When the story was over my grandmother had her head in her hands and my mother was standing over my sister with an arm around her. My father looked at me and shrugged his shoulders. These were fabrications, he knew. But he would not stop my grandfather in full flow.
‘Go into the bedroom, and let the adults talk,’ my father said, ‘all of you.’
He meant the kids. Including myself, my sister and twelve or so of my forty-two cousins who happened to be present on the day, no doubt also dragged to the congregation by their parents. The teenagers hung out in one corner of my father’s old bedroom, and mostly ignored us. The twenty-somethings were not really kids but they too were happy to vacate the living room upon my father’s command. They lingered by the door. Looking back, I sometimes think it was a consciously symbolic gesture, an affirmation of their status as those to whom adulthood was just beyond the threshold of my father’s old bedroom door. But we were kids and I suspect that it was more an expression of their dominion over the younger ones: us. They kept peering into the bedroom and rarely poked their head outside to see if the atmosphere was ripe for an induction into adulthood. Only the toddlers ignored my father, mostly because they could not understand him, or anyone for that matter, but also because there were no consequences to their actions. They picked their noses or made funny little noises, they clapped their hands together or cried or crawled around on the ground between this uncle’s legs or past that aunt’s pointy heels.

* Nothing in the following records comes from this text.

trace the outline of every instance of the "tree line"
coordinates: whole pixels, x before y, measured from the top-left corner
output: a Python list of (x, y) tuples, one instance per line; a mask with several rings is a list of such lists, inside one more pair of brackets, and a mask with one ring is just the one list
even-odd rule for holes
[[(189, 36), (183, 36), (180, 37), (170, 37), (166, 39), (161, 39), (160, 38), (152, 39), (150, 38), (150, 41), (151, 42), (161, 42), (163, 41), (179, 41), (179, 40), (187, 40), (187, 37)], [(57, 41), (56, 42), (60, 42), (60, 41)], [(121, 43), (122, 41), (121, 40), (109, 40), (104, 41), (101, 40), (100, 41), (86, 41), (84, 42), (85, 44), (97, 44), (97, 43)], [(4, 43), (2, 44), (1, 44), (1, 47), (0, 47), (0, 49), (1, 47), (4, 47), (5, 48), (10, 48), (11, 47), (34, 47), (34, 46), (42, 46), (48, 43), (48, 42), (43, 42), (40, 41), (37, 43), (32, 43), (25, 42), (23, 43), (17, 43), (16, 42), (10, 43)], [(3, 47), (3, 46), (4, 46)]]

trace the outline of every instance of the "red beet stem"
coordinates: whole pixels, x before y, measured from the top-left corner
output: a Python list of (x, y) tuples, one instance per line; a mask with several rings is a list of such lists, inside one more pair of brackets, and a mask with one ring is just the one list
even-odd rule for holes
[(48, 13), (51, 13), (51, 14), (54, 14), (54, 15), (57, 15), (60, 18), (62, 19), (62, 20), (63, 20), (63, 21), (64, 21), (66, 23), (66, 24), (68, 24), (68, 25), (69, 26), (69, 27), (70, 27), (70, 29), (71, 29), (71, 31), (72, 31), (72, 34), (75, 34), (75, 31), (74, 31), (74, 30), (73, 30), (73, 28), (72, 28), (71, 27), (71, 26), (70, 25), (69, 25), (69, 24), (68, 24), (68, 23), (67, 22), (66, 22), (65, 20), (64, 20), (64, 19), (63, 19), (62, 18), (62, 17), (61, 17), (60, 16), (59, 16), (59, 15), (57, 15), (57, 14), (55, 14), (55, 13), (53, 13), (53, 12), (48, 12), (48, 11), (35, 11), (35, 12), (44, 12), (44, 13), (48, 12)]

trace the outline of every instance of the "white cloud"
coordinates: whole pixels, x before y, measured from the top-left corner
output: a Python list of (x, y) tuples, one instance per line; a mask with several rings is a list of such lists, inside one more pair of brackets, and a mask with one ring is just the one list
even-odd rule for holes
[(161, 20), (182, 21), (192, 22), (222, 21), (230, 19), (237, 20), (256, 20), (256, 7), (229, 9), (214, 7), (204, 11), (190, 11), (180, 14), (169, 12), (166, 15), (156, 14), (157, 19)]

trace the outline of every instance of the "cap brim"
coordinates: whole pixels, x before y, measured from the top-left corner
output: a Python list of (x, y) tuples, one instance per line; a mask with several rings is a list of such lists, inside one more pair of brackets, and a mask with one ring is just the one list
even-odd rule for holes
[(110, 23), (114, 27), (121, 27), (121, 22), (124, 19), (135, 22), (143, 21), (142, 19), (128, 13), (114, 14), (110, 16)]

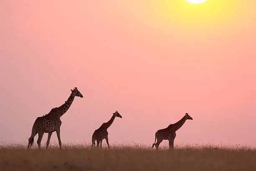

The rest of us occupied the bed. We were the youngest of the bunch in my father’s old bedroom, but we were the loudest and most comfortable around a bed. This subgroup of cousins included my Aunt Sonia’s two younger girls, Yara and Lara, and my Uncle Gamal’s eldest daughter, Ferial. We were all about the same age, apart from my sister.
Yara crawled towards the centre of the bed. She craned her neck, surveying the room with caution before leaning in my direction.
‘You know that it’s made-up nonsense, don’t you?’ said Yara.
‘They’re stories,’ said Lara, above her sister’s shoulder, ‘he spent all the money on alcohol and traveling around the world. He wasn’t robbed. It never rained Liras on Hamra Street.’
‘I don’t believe you,’ said my sister, who sat so close to the edge of the bed that when she spoke the sheer force of her words almost knocked her onto the floor.
‘Suit yourself,’ said Yara, ‘I’m telling you the truth. He did not come back permanently until he was an old man.’
‘Some say he even stole the money. Him and Abu Talal,’ said Lara. ‘Think about it. How many people actually win the lottery? What are the odds?’
‘You’re liars,’ said my sister, ‘both of you. And you’re going to hell because that is where liars belong.’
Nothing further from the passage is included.